The anti-lipidemic drug simvastatin modulates Epigenetic Biomarkers in the Amphipod Gammarus locusta

The adverse effects of certain environmental chemicals have been recently associated with epigenome modulation. Although the changes in the epigenetic signature are still not integrated into hazard and risk assessment, they are interesting candidates for linking environmental exposures to altered phenotypes given that these changes may be passed across multiple non-exposed generations. Here, we addressed the effects of simvastatin (SIM), one of the most prescribed human pharmaceuticals, in epigenetic regulators of the amphipod Gammarus locusta, as a proxy to support its integration in hazard and environmental risk assessment.
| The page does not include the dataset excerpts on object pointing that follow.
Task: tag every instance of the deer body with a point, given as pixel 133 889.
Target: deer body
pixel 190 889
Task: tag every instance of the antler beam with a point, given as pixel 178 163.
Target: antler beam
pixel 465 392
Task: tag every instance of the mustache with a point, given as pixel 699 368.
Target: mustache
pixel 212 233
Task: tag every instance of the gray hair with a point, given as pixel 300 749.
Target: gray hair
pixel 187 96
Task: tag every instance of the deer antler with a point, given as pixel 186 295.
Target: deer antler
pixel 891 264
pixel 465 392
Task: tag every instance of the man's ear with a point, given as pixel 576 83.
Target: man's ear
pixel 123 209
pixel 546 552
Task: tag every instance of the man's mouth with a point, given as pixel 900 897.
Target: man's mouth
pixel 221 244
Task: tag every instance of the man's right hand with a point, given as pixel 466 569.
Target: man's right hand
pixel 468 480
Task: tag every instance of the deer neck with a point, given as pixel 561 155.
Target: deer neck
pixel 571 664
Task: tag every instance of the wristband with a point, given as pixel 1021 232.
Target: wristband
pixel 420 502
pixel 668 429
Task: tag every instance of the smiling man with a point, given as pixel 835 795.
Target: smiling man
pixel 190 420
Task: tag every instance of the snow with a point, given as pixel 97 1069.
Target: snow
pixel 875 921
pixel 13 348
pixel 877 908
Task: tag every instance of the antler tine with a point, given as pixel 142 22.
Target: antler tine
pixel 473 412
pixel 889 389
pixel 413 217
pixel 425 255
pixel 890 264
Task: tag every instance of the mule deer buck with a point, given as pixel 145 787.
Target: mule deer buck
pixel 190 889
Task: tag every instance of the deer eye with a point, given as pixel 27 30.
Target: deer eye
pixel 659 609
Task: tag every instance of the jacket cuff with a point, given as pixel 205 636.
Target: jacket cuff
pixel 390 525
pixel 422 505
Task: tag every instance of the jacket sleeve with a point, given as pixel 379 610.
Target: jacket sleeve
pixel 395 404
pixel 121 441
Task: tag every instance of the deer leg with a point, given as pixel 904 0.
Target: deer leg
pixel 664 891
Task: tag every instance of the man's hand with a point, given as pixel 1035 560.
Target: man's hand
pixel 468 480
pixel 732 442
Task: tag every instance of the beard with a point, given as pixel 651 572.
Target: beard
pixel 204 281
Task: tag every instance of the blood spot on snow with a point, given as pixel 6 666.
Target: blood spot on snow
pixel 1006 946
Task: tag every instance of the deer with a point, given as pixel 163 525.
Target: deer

SIM is a known modulator of epigenome in mammalian cell lines, and has been reported to impact G. locusta ecological endpoints at environmentally relevant levels. G. locusta juveniles were exposed to three SIM concentrations (0.32, 1.6 and 8 μg.L-1), for 15 days. The basal expression of selected epigenetic regulators was determined, along with the quantification of DNA methylation levels and the assessment of key ecological endpoints. Exposure to 0.32 and 8 μg.L-1 SIM induced significant downregulation of DNA methyltransferase1 (dnmt1), concomitantly with Global DNA hypomethylation and impact on growth. Overall, this work is the first to validate the basal expression of key epigenetic regulators in a keystone marine crustacean, supporting the integration of epigenetic biomarkers into hazard assessment frameworks.